Research

I am generally interested in understanding the relationship between biological sequence, structure and function. Specifically, I study how the primary sequence of an antibody determines its structure and function, how changes in genetic information affect the viral phenotype by developing deep learning models and conducting high-throughput experiments

Background

Viruses pose a significant risk to global health, as exemplified by H1N1 influenza pandemic and the COVID-19 pandemic. Vaccination remains the primary preventive measure against viral infections. However, the rapid evolution of viruses and their ability to evade immune responses often compromise vaccine effectiveness. For example, during the 2023-24 flu season, vaccine effectiveness (VE) against influenza A was only 27% to 46%, and when vaccines did not match the circulating strains, effectiveness dropped to as low as 10% to 20%. Human antibodies play a critical role in fighting viral infections, but they also drive the emergence of new viral variants, such as the SARS-CoV-2 KP.3 variant, which can evade pre-existing antibodies by reducing their binding affinity or neutralization potency. The appearance of the SARS-CoV-2 Omicron variant in 2021, for example, significantly reduced the efficacy of many antibody-based therapies. Nevertheless, the immune system can adapt through natural infections or vaccinations, restoring antibody binding affinity via additional rounds of somatic hypermutation and affinity maturation within germinal centers. This process creates a complex coevolutionary dynamic between viruses and the immune system. Deciphering these dynamics is crucial for developing innovative strategies to monitor, predict, and counteract viral evolution, ultimately enhancing vaccine design and therapeutic effectiveness.
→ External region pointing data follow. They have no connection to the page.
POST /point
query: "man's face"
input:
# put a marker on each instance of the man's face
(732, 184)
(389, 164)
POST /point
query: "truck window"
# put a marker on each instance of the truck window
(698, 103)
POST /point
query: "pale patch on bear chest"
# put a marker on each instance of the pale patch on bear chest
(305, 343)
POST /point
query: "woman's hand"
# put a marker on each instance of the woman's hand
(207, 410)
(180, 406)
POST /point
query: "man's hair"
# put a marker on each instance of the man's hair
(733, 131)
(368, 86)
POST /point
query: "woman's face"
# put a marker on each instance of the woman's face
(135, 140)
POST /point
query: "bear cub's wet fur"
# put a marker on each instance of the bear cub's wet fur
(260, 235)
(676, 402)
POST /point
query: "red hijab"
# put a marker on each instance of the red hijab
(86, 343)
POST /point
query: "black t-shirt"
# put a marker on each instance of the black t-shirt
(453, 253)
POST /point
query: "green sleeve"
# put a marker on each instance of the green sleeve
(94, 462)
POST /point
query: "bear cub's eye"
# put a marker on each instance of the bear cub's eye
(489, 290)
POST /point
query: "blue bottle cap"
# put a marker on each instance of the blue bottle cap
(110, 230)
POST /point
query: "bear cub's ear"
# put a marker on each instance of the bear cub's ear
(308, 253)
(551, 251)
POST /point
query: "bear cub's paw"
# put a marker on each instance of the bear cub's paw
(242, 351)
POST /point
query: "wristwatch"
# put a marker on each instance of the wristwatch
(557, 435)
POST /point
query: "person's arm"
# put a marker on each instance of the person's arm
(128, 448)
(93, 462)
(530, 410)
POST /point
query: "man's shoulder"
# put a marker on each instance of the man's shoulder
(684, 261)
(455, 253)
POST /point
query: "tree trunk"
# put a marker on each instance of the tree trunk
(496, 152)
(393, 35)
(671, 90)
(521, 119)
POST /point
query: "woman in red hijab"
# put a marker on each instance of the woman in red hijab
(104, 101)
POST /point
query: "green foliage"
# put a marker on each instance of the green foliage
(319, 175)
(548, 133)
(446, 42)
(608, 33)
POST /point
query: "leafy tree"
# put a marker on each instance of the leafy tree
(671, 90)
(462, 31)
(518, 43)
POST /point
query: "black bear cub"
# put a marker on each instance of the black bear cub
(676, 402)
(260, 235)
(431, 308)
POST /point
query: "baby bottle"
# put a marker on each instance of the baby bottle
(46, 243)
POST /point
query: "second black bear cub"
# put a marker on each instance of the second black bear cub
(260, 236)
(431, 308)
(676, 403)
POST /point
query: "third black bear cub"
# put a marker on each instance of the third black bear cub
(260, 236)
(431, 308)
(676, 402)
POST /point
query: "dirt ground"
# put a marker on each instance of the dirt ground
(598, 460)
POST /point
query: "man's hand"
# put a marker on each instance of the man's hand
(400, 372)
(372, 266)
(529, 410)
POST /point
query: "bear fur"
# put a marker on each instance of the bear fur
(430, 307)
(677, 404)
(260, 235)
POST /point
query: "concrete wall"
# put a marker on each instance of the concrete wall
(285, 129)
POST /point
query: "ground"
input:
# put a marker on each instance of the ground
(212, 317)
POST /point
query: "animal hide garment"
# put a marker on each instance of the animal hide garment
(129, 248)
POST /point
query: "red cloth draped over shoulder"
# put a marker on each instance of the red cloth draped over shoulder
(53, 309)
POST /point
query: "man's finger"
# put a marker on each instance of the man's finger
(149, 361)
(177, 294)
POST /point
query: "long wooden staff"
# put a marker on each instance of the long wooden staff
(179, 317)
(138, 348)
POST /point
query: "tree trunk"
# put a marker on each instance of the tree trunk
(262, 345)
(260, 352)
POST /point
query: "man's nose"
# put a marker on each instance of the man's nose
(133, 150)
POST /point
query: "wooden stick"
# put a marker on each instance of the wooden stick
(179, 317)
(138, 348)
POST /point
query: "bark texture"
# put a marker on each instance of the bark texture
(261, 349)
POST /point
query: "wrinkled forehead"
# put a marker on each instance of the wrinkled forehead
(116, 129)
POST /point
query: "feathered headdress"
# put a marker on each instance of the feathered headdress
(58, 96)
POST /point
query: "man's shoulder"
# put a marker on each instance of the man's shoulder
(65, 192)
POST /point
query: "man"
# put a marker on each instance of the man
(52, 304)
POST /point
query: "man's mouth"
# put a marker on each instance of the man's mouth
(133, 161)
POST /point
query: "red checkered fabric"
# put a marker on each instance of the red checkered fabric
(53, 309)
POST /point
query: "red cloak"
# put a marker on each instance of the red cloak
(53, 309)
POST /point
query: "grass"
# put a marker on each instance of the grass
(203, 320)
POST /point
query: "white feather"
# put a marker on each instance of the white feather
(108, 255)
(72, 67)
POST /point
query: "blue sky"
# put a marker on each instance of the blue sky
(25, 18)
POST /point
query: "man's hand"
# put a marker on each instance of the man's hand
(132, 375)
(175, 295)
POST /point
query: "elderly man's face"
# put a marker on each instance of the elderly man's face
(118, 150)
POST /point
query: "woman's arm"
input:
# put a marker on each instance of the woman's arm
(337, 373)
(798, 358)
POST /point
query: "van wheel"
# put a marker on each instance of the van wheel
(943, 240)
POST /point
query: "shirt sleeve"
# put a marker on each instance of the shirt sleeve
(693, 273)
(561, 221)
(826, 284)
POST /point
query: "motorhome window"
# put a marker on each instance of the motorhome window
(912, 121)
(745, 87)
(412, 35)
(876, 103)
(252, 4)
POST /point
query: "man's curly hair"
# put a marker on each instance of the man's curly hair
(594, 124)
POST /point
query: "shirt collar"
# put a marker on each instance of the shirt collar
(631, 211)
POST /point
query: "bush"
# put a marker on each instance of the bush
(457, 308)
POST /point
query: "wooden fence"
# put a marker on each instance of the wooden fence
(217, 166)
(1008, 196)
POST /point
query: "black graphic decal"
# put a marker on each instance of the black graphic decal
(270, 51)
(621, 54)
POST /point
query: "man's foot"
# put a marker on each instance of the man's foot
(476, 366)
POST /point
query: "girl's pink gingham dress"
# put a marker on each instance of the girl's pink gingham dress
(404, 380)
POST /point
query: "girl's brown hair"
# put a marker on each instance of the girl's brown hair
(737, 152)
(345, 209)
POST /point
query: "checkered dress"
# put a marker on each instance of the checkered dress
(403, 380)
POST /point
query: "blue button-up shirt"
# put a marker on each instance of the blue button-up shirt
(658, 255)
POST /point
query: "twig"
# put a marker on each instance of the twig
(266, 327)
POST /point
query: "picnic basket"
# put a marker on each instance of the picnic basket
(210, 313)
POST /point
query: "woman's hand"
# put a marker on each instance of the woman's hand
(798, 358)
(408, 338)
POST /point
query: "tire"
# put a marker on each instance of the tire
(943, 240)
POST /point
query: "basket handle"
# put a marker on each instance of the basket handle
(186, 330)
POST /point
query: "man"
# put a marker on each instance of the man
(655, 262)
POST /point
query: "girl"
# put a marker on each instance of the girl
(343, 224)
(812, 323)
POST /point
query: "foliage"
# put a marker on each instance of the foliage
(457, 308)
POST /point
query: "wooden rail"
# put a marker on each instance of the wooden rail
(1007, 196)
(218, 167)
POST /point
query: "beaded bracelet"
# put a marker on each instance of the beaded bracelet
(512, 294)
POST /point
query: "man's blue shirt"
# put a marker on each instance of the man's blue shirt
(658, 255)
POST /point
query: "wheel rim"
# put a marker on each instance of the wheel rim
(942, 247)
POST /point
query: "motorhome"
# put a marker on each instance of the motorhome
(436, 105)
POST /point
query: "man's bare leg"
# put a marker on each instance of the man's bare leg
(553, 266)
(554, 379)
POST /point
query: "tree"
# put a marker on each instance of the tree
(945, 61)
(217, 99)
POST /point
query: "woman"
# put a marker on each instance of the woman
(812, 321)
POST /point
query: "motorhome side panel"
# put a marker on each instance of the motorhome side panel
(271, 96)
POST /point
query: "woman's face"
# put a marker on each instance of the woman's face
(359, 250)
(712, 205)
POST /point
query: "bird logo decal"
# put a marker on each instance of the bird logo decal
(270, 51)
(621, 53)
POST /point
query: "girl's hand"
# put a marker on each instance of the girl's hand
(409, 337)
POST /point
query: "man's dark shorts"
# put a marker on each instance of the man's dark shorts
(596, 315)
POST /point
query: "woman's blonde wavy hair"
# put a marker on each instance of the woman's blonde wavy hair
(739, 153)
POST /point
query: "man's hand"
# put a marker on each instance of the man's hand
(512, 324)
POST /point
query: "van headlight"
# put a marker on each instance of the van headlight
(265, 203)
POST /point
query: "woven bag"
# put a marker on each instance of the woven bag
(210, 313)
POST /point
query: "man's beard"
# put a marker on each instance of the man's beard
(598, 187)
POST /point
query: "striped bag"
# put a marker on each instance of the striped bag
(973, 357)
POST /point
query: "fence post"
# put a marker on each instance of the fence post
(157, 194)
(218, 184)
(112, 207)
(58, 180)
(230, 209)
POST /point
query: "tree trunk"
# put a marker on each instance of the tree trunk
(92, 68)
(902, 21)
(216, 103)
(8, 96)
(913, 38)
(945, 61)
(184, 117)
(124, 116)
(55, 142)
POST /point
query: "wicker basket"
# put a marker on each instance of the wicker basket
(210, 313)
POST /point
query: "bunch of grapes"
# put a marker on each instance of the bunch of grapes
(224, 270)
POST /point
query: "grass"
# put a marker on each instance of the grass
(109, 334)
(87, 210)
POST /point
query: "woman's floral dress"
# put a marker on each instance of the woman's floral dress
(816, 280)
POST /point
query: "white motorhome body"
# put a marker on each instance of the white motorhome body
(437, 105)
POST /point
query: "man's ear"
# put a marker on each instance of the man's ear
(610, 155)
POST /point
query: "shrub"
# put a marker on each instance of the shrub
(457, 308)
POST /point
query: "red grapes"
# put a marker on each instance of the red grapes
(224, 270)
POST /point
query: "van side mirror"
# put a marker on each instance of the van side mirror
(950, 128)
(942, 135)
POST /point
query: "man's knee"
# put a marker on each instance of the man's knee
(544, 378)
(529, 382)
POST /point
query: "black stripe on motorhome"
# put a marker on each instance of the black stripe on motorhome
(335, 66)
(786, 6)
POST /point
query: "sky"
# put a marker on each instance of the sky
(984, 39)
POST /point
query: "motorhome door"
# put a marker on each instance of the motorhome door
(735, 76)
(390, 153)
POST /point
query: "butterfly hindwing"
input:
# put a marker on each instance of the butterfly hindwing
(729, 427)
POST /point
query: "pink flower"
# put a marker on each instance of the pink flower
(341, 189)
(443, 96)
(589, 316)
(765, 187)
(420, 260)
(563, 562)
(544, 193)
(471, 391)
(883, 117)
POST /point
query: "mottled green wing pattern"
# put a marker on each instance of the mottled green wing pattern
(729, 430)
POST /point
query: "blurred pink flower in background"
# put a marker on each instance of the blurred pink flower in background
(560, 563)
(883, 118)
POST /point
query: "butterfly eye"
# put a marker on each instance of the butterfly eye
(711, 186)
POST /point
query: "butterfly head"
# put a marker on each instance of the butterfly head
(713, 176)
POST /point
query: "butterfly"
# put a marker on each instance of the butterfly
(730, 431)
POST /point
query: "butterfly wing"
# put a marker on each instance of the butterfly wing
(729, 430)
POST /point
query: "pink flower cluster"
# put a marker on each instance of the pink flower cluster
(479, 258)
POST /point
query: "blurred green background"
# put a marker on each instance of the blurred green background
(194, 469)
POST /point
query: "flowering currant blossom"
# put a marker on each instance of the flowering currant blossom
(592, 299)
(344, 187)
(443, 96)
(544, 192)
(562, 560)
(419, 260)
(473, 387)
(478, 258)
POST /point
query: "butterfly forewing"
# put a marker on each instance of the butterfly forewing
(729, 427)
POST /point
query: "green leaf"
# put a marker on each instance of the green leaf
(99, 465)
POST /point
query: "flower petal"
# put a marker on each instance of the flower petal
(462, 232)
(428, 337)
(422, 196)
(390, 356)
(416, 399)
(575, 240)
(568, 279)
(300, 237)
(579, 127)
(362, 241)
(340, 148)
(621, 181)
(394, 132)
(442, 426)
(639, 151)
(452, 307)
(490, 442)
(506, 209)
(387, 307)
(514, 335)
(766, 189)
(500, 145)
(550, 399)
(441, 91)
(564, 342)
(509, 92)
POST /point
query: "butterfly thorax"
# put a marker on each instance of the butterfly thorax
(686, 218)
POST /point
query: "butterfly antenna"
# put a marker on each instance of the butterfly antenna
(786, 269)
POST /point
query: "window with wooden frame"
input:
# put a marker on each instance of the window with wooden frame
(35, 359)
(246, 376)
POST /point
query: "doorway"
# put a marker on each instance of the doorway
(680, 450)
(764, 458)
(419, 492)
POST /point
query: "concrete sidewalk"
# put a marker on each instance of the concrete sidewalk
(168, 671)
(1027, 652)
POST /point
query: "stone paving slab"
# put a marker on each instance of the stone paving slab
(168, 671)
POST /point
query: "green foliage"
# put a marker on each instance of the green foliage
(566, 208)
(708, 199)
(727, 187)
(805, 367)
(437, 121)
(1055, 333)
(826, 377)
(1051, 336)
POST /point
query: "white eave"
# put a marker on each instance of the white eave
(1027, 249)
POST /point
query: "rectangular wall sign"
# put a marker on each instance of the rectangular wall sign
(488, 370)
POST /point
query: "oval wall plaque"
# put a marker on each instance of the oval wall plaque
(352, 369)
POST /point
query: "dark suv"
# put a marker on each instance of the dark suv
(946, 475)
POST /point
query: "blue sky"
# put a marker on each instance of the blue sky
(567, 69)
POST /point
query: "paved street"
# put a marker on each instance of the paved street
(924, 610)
Antibody Response and Design

The immune system, primarily through the action of B cells and the antibodies they produce, exerts selective pressure on viruses, driving their evolution. With the technological advancements in single-cell high-throughput screen and paired B cell receptor sequencing, it is now possible to sequence the B cell repertoire at an unprecedented scale. However, predicting antibody function and structure based solely on these sequences remains a formidable task. Functional characterization of specific B cells often requires downstream experimental techniques, such as ELISA, neutralization assays, X-ray crystallography and cryogenic electron microscopy (cryo-EM), which are labor-intensive, time-consuming, and inherently low throughput.

  • Assembled a dataset of ∼8,000 antibodies to SARS-CoV-2 and ~5,000 antibodies to Influenza Virus.
  • Antibodies have distinct convergent sequence and molecular features.
  • A novel language model specifically designed to analyze memory B cell receptor (BCR) repertoires, with a focus on predicting B cell specificity with high accuracy.
  • Identification of antibody binding motifs and accelerating the influenza antibody discovery.

The Evolution of Influenza Virus

Influenza A viruses continuously accumulate mutations in their major surface proteins, hemagglutinin (HA) and neuraminidase (NA). For instance, since influenza H3N2 virus entered the human population in 1968, its HA and NA proteins have accumulated over 83 and 73 amino acid mutations, respectively. These mutations often drive immune escape, requiring frequent updates to the influenza vaccine. A key challenge in studying influenza virus evolution is forecasting how these mutations affect the virus's functionality and antigenicity.

  • High-throughput combinatorial mutational scanning on antigenic region.
  • Development of a high-throughput mutational fitness screening pipeline to quantify the effects of single amino acid mutations on viral proteins.
  • Quantifying epistasis and biophysical constraint helps to build a model of influenza evolution.

Deep Learning for Antibody-Virus Coevolution

While our previous model has demonstrated its power, it still focused on individual components rather than capturing the full complexity of protein-protein interactions or evolutionary dynamics. Building on my expertise, my future research will focus on developing a multimodal language model that simultaneously incorporates viral and antibody sequences, protein structures, and protein-protein interaction data to comprehensively study the coevolution between viruses and the immune system. The successful execution of this research will advance our understanding of virus-antibody coevolution and provide essential tools for improving vaccine efficacy and therapeutic strategies against emerging viral threats. In the long term, this approach will contribute to unravel the intricate relationships between biological sequences, structures, and functions, from the "Omics" level down to the atomic scale.

  • Building a comprehensive database and develop a novel antibody-viral language model.
  • Developing a multimodal generative model for virus-antibody dynamics.
  • Establishing a continual learning platform for model prediction and experimental feedback.